LONDON (Reuters) - Britain could get access to Denmark’s big reserves of wind power after grid operators in both countries agreed on Thursday to co-operate on building a power link that could supply up to 1,400 MW of electricity.
An interconnector would be part of wider plan by Britain’s National Grid to diversify energy supplies by hooking up its electricity network with low carbon sources of power from Belgium, Iceland and Norway.
France, Ireland and the Netherlands already supply Britain with electricity through subsea cables.
“The interconnector could unlock significant economic benefits for both countries in helping to maximise the potential of both offshore and onshore wind, add to security of supply and enable a competitive market,” National Grid and Denmark’s state-owned Energinet.dk said in a joint statement.
The two companies said they would look at possible routes and landing sites, budgets and permitting before making a decision on whether to proceed with the project.
A National Grid spokeswoman declined to provide an estimate of the cost or capacity of a trans-North Sea power link to Denmark, but added that no more than 1,400 MW of electricity could be transmitted in either direction.
Denmark, a major producer of wind power, already exports electricity to Norway, Sweden and Germany, and may build a link with the Netherlands.
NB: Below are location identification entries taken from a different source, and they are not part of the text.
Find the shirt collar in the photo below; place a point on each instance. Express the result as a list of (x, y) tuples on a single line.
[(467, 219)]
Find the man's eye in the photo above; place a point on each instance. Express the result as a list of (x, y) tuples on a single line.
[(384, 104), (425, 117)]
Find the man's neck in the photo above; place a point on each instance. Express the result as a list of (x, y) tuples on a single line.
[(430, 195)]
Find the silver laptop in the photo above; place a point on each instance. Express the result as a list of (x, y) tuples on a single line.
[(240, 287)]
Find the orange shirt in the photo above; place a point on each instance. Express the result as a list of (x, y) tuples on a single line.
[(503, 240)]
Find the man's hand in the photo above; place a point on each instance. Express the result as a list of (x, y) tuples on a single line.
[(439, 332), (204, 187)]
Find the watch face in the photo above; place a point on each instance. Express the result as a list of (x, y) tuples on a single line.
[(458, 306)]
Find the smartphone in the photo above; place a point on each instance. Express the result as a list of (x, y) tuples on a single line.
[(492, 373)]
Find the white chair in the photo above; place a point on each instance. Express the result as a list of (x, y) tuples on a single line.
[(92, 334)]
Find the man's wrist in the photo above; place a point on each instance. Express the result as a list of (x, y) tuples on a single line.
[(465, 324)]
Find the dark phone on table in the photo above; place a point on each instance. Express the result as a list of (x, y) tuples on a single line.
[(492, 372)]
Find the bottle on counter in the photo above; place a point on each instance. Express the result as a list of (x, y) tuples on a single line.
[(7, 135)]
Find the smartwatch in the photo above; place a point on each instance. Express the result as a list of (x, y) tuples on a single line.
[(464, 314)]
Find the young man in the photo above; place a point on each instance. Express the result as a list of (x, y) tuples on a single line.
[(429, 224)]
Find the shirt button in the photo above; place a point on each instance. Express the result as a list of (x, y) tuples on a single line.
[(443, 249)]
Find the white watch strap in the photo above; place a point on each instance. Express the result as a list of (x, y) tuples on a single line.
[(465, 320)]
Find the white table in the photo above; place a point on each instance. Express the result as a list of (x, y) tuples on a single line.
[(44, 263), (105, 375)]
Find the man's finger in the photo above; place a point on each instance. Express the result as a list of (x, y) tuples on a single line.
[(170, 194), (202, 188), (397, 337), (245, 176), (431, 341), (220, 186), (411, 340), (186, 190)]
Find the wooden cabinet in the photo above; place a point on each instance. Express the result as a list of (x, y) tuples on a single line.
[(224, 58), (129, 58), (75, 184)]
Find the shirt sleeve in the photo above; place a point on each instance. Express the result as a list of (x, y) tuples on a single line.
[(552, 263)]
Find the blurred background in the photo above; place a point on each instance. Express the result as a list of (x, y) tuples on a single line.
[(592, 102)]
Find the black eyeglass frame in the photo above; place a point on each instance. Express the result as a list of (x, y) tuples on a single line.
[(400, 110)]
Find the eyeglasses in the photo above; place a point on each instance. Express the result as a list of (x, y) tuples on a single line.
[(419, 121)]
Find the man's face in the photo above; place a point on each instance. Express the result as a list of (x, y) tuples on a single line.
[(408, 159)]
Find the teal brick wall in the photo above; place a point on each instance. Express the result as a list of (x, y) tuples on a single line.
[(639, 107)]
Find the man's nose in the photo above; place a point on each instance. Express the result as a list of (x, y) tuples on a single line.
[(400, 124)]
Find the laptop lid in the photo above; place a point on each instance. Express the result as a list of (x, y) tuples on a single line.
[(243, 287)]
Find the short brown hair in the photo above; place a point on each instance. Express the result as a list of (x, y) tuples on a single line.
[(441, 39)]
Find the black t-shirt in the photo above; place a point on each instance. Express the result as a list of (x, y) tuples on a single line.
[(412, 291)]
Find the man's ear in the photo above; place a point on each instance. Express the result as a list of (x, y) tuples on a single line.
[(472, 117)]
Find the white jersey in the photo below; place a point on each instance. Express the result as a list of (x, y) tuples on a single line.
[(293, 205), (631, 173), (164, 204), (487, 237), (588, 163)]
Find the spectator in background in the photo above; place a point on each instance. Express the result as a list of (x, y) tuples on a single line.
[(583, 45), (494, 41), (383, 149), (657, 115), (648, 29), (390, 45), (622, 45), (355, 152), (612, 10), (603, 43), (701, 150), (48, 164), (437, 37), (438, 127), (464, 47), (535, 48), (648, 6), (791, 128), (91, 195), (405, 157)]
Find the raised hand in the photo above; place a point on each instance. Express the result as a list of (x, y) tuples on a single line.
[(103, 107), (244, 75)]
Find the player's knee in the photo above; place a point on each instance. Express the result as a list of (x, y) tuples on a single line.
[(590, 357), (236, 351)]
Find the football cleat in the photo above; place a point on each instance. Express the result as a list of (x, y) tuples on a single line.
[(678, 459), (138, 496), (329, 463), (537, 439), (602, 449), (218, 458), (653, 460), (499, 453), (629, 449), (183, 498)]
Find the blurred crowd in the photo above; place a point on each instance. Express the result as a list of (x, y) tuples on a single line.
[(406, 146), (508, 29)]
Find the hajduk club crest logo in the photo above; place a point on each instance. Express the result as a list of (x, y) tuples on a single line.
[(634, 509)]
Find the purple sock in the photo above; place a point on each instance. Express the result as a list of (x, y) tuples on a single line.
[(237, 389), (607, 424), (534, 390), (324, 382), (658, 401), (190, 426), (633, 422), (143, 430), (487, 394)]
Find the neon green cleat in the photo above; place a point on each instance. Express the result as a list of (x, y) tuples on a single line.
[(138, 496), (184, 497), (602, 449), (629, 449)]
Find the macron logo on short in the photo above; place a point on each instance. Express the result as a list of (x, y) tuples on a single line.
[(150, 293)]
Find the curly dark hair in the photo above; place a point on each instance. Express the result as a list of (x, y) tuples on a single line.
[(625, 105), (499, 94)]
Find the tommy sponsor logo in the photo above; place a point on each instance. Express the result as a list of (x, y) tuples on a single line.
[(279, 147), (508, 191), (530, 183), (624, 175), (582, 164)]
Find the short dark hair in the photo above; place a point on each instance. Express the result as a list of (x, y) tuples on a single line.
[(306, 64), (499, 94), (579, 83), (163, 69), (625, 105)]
Interconnectors are increasingly important in integrating Europe’s electricity markets as they allow excess production in one country, for example from wind farms, to flow easily to a neighbouring country that needs it.
But some of Britain’s neighbours say proposed power links might not be economically viable because of energy market reforms.
The UK government wants to include a so-called capacity mechanism that pays standby power facilities for producing extra electricity when required.